Dona pointed to a tiny dial. Its needle quivered ever so slightly from its point of rest.
"Mmmmm," said Kim. "Right at the limit of the detector's range. Something using power. We should know how a worm on a fish-hook feels, right now. We're bait."
He waited—and waited—and waited.
The small hundred-foot hull of the space-ship seemed motionless, seen from without. The stars were infinitely far away. The great ringed sun was a hundred and twenty million miles distant. Even the belted planet Khiv Five was a good half-million miles below.

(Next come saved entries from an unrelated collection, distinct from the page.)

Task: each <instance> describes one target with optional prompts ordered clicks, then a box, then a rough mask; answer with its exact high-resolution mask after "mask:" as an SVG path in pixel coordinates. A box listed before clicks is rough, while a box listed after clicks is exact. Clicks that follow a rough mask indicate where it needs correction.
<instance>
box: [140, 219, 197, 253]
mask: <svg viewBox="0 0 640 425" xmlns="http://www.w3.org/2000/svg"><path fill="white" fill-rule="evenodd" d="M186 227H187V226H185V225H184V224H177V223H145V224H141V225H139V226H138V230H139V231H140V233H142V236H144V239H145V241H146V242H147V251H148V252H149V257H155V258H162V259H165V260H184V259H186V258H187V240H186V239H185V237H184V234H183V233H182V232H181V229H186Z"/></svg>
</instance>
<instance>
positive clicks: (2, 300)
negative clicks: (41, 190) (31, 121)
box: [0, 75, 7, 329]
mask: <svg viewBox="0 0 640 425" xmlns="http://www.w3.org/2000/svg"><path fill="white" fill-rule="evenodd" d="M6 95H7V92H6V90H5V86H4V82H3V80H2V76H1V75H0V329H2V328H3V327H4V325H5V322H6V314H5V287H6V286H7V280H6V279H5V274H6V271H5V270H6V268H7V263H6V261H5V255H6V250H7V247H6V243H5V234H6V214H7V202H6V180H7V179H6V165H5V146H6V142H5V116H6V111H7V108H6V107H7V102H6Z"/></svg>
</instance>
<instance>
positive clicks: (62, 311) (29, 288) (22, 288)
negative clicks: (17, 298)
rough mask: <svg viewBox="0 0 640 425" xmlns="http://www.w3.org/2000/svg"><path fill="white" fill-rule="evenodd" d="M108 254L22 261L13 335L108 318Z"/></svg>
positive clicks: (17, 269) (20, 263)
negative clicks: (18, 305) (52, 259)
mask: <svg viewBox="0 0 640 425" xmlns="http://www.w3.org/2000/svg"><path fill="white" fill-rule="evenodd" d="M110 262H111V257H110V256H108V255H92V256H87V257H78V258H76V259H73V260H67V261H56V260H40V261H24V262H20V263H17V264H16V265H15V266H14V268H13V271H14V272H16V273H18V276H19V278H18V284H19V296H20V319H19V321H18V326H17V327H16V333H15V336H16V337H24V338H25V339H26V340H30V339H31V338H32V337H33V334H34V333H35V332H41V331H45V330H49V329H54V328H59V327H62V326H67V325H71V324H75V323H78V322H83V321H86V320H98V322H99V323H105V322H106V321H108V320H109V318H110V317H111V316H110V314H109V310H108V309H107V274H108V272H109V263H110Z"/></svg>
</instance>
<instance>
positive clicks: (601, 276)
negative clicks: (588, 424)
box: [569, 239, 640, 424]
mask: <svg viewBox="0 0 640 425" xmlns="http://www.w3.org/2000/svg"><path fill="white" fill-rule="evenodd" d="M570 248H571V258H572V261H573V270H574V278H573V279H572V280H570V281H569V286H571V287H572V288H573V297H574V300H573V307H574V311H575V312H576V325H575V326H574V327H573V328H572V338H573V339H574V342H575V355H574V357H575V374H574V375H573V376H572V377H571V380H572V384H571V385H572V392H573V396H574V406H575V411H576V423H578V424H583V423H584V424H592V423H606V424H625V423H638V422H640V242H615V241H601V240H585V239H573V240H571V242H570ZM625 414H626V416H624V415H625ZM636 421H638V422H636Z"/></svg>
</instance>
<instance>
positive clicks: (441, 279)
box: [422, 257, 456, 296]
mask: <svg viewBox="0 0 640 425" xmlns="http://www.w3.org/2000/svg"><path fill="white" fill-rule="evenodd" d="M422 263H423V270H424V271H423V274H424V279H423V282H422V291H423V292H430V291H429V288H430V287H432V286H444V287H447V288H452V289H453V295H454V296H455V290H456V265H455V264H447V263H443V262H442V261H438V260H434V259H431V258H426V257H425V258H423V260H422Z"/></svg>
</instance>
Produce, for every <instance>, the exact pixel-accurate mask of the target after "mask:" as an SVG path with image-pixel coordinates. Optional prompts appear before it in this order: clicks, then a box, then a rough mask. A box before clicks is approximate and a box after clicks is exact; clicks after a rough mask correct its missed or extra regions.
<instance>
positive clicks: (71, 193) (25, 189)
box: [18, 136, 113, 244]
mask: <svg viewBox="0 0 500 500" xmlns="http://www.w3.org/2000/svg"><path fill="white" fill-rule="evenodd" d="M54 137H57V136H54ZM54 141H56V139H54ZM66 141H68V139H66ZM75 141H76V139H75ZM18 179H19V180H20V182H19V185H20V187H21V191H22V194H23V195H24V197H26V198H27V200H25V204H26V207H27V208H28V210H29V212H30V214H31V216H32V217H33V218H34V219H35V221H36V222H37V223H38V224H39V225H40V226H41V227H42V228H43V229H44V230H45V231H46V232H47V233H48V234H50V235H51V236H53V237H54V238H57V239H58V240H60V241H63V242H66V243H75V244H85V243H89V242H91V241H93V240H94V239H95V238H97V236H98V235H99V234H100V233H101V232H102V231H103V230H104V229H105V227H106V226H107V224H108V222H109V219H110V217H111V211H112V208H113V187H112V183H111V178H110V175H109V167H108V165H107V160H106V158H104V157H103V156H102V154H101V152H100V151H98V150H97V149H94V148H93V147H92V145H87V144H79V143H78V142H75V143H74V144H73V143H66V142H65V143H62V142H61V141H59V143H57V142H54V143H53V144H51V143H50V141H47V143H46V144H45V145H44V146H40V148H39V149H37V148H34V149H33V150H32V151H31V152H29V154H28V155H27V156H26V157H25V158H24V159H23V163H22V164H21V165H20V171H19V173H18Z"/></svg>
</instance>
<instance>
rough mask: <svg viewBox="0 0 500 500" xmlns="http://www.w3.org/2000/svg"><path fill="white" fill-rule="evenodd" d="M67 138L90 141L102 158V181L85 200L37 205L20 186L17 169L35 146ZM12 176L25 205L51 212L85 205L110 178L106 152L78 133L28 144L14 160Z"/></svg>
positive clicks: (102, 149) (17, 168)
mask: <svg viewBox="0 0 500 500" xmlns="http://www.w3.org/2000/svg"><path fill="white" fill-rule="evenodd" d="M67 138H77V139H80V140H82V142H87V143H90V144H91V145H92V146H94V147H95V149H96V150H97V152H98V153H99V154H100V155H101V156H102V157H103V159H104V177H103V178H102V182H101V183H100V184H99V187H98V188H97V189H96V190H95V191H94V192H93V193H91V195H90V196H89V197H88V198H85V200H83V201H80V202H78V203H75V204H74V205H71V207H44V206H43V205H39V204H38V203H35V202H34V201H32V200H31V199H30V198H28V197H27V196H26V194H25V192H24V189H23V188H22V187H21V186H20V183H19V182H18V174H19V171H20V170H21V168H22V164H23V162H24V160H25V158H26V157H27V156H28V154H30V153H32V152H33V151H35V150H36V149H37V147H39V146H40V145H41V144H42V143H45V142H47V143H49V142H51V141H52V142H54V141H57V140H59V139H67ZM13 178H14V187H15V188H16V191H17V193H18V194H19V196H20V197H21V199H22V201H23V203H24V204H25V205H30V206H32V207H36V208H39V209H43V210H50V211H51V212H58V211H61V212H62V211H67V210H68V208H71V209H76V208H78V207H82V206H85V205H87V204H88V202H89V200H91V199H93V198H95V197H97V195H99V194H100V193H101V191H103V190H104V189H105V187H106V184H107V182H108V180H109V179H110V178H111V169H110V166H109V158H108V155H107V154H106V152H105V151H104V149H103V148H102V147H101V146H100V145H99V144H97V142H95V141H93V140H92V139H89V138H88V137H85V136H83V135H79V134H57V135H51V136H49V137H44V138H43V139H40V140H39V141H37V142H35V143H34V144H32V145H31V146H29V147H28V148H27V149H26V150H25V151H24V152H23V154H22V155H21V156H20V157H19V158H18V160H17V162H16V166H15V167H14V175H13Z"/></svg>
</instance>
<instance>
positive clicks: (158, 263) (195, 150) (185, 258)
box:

Such motion as the Starshine possessed was imperceptible. It floated with a vast leisureliness in what would be a parabolic semi-orbit. But it would take days to make sure. And meanwhile....
Meanwhile the Starshine seemed to spawn. A small object appeared astern. Suddenly it writhed convulsively. Light glinted upon it. It whirled dizzily, then more dizzily still, and abruptly it was a shape. It was, in fact, the shape of a space-ship practically the size of the Starshine itself, but somehow it was not quite substantial. For minutes it shimmered and quivered.
"You'll find it instructive," said Kim drily to the Mayor of Steadheim, "to look out of a stern-port."
The Mayor lumbered toward a stern-port. A moment later they heard him shout. Minutes later, he lumbered back.
"What's that?" he said angrily. "I thought it was another ship! When I first saw it, I thought it was ramming us!"